I think projects like this are what make the open data movement in aid so important and so exciting. The idea behind the movement is that simply by making information available, passionate and talented researchers such as Ord and his team will turn the data into knowledge which can be used by the public at large (or even policy makers) to inform their donation decisions. I think that what GWWC have done with the statistics is remarkable.

But it’s also important that the limitations of What We Can Know are made clear when we decide What We Can Give.

Sen is everywhere

I’m sure I’m not the only one to have had a hard time reading Amartya Sen’s Development as Freedom* on the tube or in a cafe. It’s serious reading and requires a suitably contemplative atmosphere to avoid the dreaded “I’ve read this sentence three times now, and I still haven’t taken anything in” effect. It’s very precisely written, with little wasted (although to be fair, a helpful amount of repetition of the main ideas) and feels a little like reading maths. (Or, perhaps, like reading philosophy which, apart from the obvious, I’ve never seriously attempted.)

Anyway, it cheered me somewhat to see an article in the New Statesman (11-17th January 2013) by Tim Wigmore, apparently nowhere to be found online, entitled “Give a little, but give it well”. The article is a plea for evidence-based targeted of money to charities and describes the work of givingwhatwecan.org who claim to be able to rank charities based on their ability to “provide the greatest return in terms of quality-adjusted life years” for each quid donated.

Two things strike me as interesting about this:

  1. Ranking charities in this way seems to me to be a direct application of Sen’s plea for a more rounded “capability approach” to assessing development: rather than focusing on how much incomes are increased by a given development intervention, he proposes we look instead at which things the people involved are able to do which they couldn’t do before. (Only things which the people themselves “have reason to value” are to be included in the list.
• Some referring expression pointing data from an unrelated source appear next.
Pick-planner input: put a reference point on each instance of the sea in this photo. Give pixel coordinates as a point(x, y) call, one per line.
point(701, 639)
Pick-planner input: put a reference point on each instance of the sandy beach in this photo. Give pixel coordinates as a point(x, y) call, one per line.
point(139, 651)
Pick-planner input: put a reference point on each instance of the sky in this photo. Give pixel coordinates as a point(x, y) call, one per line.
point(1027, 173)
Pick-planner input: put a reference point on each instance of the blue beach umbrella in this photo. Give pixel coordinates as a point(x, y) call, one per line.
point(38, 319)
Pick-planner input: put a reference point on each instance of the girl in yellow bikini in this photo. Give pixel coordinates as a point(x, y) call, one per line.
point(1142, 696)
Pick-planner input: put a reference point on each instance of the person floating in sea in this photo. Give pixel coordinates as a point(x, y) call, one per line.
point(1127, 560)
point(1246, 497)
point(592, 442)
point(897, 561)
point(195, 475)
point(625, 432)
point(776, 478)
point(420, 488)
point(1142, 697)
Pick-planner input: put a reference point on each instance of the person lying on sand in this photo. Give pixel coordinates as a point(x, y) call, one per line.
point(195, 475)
These are things which Sen refers to as “substantive freedoms”.) It’s encouraging to see practical applications of Sen’s philosophy making it into a popular weekly magazine. It also makes me think it was worth the effort to read the book in the first place!
  2. Given the famous difficulty in knowing what NGOs are doing with their donation money, it seems incredible that one organisation can not only find this stuff out, but find it out in sufficient detail to be able to compare across organisations in terms of an effectiveness metric. Amazing.

So, with this in mind, I’m off to find out how “Giving What We Can” are able to do what Wigmore says They Can, and also off to continue to enjoy/battle through Sen’s heavy-hitting classic, the effects of which are clearly still being felt throughout the development research community.